Friday, January 31

It's a Boat Metaphor

He is the “wind in my sail,” my sister once said of a friend who is very close to her. Who isn’t here anymore. So do I.

At one point, when the freshness of discovering facts and tastes about the other person was magical, he made me feel so free. I found a way to soar in our little boat which we, mistakenly, assumed was sturdily built. Suddenly, it leaks. Holes welcome water and my new skirt: water damage, water damage, water damage. What do I do with the notions of Cyprus? Or Spain? These notions…I amused myself with them. And he amused me with his. To learn foreign tongues among our foreign tongues, until irregular verbs were the most regular parts of our vocabulary. We made promises of forever.
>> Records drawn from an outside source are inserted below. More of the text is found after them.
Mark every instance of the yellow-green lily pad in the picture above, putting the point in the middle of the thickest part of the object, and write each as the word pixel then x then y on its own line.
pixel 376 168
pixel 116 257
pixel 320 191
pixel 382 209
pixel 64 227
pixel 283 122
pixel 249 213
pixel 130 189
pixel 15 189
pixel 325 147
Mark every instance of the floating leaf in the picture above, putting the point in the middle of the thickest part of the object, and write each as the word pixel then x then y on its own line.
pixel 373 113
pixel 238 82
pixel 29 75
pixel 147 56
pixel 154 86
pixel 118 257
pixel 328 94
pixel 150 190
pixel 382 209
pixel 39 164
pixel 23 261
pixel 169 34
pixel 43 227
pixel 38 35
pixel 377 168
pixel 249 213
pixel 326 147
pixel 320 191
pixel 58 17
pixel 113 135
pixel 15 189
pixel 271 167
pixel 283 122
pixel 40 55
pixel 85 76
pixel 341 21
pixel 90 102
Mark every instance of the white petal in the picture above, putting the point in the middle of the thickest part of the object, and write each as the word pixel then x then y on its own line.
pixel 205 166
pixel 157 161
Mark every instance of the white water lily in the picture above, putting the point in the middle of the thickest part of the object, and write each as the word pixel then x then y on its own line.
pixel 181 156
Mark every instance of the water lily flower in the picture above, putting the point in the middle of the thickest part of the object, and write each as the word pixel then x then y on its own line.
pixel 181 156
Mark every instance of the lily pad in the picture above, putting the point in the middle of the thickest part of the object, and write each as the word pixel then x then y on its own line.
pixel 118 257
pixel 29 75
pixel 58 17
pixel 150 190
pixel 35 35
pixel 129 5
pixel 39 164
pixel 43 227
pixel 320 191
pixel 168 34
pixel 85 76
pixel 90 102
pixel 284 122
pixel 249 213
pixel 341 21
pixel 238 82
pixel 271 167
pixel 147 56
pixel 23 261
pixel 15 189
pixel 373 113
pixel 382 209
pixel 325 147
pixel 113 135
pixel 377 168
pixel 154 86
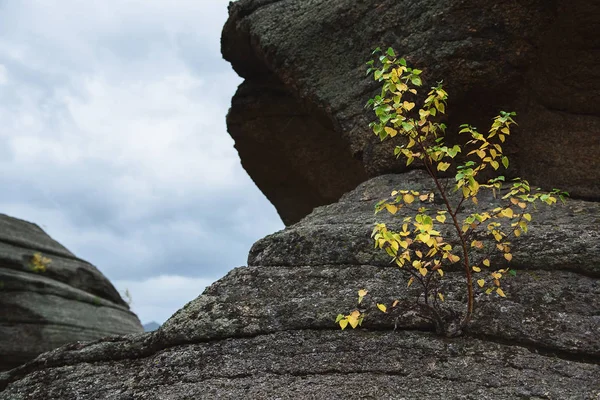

We swore it to each other.

And now: leaks, holes, wet dress, wrinkly crinkly fingers, stupid tongues. Like prunes. We were supposed to turn to prunes together, but in a different way. There is the hope, I realize, when we reach shore and get out of the water. Nevertheless, the sea is big and so are our hearts and our hammers. Hope and reconstruction lie everywhere. But to keep building and mending old holes, to dry off only to be immersed again, to drown while learning the breast stroke, to learn to swim at all will not achieve the ‘forever’ dream. It just perpetuates the fantasy and the pain. One must realize their ability to survive in the deep waters without that ‘reliable and sturdy’ boat locked into the notion of forever.